细胞外冷诱导RNA结合蛋白(eCIRP)是一种内源性促炎介质,可加重炎症和脓毒症中的损伤。eCIRP释放的机制尚未完全阐明。坏死性凋亡是一种程序性细胞死亡,依赖于混合谱系激酶结构域样假激酶(MLKL)的激活,后者会导致损伤相关分子模式的释放。我们假设eCIRP通过坏死性凋亡释放,并加剧脓毒症中的炎症反应。
在用脂多糖(LPS,1μg/mL)刺激前1小时,用泛半胱天冬酶抑制剂z-VAD(15μM)处理RAW264.7细胞。将坏死性凋亡抑制剂Necrostatin-1(Nec-1,10μM)与LPS同时加入细胞中。LPS刺激24小时后,通过乳酸脱氢酶(LDH)测定法测定细胞毒性。通过蛋白质免疫印迹法评估培养上清液中的eCIRP水平以及细胞裂解物中的磷酸化MLKL(p-MLKL)。通过免疫荧光观察p-MLKL与细胞膜的相互作用。通过盲肠结扎和穿刺(CLP)在C57BL/6小鼠中诱导脓毒症。小鼠用Nec-1(1mg/kg)或二甲基亚砜(DMSO)处理。手术后20小时,通过酶联免疫吸附测定法(ELISA)测定血清和腹腔液中eCIRP、肿瘤坏死因子-α(TNF-α)和白细胞介素-6(IL-6)的水平。对肺组织切片进行苏木精-伊红(H&E)染色。

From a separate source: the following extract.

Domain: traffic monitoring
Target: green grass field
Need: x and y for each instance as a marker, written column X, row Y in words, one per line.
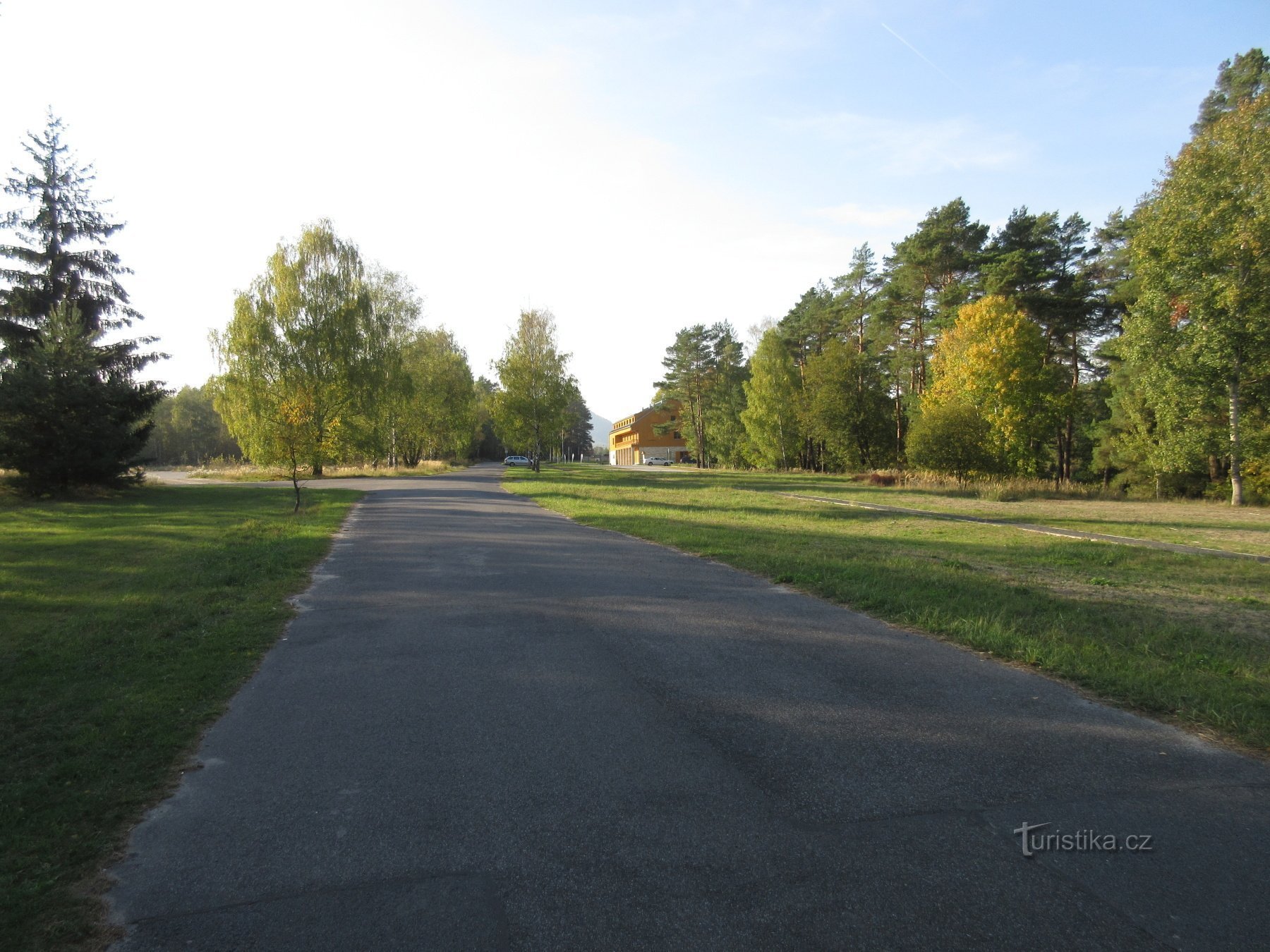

我们发现,在RAW264.7细胞中,LPS+z-VAD诱导坏死性凋亡,p-MLKL水平升高证明了这一点,并导致eCIRP释放。Nec-1降低了LPS+z-VAD处理的RAW264.7细胞中p-MLKL的激活和eCIRP的释放。Nec-1还抑制了CLP诱导的脓毒症小鼠血清和腹腔液中eCIRP、TNF-α和IL-6 的释放。我们使用计算模型预测了eCIRP与MLKL之间的瞬时相互作用,表明eCIRP可能通过p-MLKL形成的孔离开细胞。
坏死性凋亡是脓毒症中eCIRP释放的新机制。靶向坏死性凋亡可能通过抑制eCIRP释放来改善脓毒症中的炎症和损伤。